NOTES ON BOOKS, ETC.
Messrs. Longman have just published, in two thick and closely printed volumes, A New Gazetteer or Topographical Dictionary of the British Islands and Narrow Seas, &c., by James A. Sharp. When we tell our readers that in these two volumes are recorded the name, position, history, &c. of every city, town, village, hamlet, &c. which appears in the censuses of 1821, 1831, 1841; or in the works of Carlisle, Pott, Gorton, Lewis, Fullarton, Chambers, Hall, and other general writers; and, indeed, that among the sixty thousand articles of which these volumes consist, will be found particulars not only of all the natural objects of the country—as rivers, lakes, mountains, hills, passes, waterfalls, bays, ports, headlands, islands, shoals—but also of every locality or object of historical interest or antiquarian character: as Roman stations and camps, Roman and British ways, Saxon towns, Druid stones, cromlechs, round towers, Danish Raths, Picts' houses, castles, abbeys, &c., not to mention railway, police, and coast-guard stations, hunting "fixtures," &c., they will at once perceive what a vast amount of useful, indeed of most valuable, information, the persevering industry of Mr. Sharp has enabled him to bring together. That a work consisting of so large a mass of facts and figures should contain some errors, is more than probable; but having tested it by referring to localities with which we are personally acquainted, we are enabled to say that it has stood that test in a manner to make us feel assured that it is a book to be fully relied upon, and one, therefore, which we have no doubt will eventually take its place in every well-appointed library.
Books Received.—Tangible Typography, or How the Blind Read, by E. C. Johnson, is a little volume detailing various modes of printing books for the blind, and well calculated to awaken an interest in the benevolent objects of The Society for Printing and Distributing Books for the Use of the Blind.—The Ghost of Junius, &c., by Francis Ayerst. This endeavour to identity Junius with Lieut.-General Sir Robert Rich, on the strength of a letter written by that officer to Viscount Barrington, years after the celebrated Letters of Junius had appeared, is the largest theory based on the smallest fact with which we are acquainted.—Mr. Bohn has just issued in his Standard Library the fourth volume of his edition of The Prose Works of John Milton; containing the First Book of A Treatise on Christian Doctrine, compiled from the Holy Scripture alone, translated from the Original by the Lord Bishop of Winchester. The present edition has had the advantage of a thorough revision.—Mr. Bohn has also enriched his Scientific Library by the publication of The Physical and Metaphysical Works of Lord Bacon, including his Dignity and Advancement of Learning, and his Novum Organon, or Precepts for the Interpretation of Nature, edited by Joseph Devey, who has availed himself of the best translations, and enriched the Novum Organon with the remarks of the two Playfairs, Sir John Herschel, and the German and French editors.—Matthew Paris' English History, from the Year 1235 to 1273; translated from the Latin by Dr.

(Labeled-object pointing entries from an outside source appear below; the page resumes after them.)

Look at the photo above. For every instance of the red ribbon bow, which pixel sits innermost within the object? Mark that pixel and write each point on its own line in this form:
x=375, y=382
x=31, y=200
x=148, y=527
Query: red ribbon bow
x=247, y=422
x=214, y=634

Giles, Volume the Second, is the new issue of Bohn's Antiquarian Library; while, in his Classical Library, he has published a volume which will be, we doubt not, welcome to many: The Idylls of Theocritus, Bion, and Moschus, and the War Songs of Tyrtæus, literally translated into English Prose, by Rev. J. Banks; with Metrical Versions, by J. M. Chapman.—The Churchman's Magazine, a Monthly Review of Church Progress and General Literature. Judging from the January and February Numbers which are now before us, we can have no doubt that this Magazine for Churchmen will please those to whom it is addressed.